Fri 18 Jan 2019 05:43


Good morning. Today marks the start of the annual “Week of Prayer for Christian Unity”.

Unity is a value that’s widely prized but it’s also a concept that’s really hard to define. Achieving unity is difficult because in so many areas of our life and world we prefer to define ourselves by our differences, by the things that set us apart from others rather than those which unite. We see this sharply in the cut and thrust world of politics, business and even sport and it’s no less a challenge for religious groups too.

The Bible however provides us with a model to work towards: The night before he was arrested Jesus prayed this for all his followers: “That they might be one” – Not that they would be identical in belief or practice but that they would be bound together in mutual trust.

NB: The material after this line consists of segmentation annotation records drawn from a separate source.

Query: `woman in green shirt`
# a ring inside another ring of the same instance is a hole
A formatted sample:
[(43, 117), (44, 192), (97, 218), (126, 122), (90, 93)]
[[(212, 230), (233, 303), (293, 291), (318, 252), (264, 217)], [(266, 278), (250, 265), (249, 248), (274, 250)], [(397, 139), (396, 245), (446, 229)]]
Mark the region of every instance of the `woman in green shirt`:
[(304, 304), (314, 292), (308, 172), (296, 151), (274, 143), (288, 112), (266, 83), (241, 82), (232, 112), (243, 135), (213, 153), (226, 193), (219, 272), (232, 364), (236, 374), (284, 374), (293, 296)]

He prayed that his followers might relate to one another as members of a close-knit family where everyone has a place and a strong sense of belonging.

We know that even within families maintaining an atmosphere of harmony takes continual work. There is clearly still a long way to go for the Christian church to realise the vision that Jesus spoke of. The continuing divisions and disputes within and between the branches of the church are visible signs of what might be called the scandal of Christian disunity.

The Bible verse from the book of Deuteronomy which is at the heart of this year’s “Week of Prayer for Christian Unity” offers a hopeful way forward, ‘Justice, and only justice, you shall pursue…' It’s an appeal for us to re-discover unity through seeking to create a fairer world for others.

God of all, we pray for unity amongst those who seek to build a more just world; for healing where ever there’s division and for a spirit of humility and hope that we might be signs of your grace and mercy. Amen.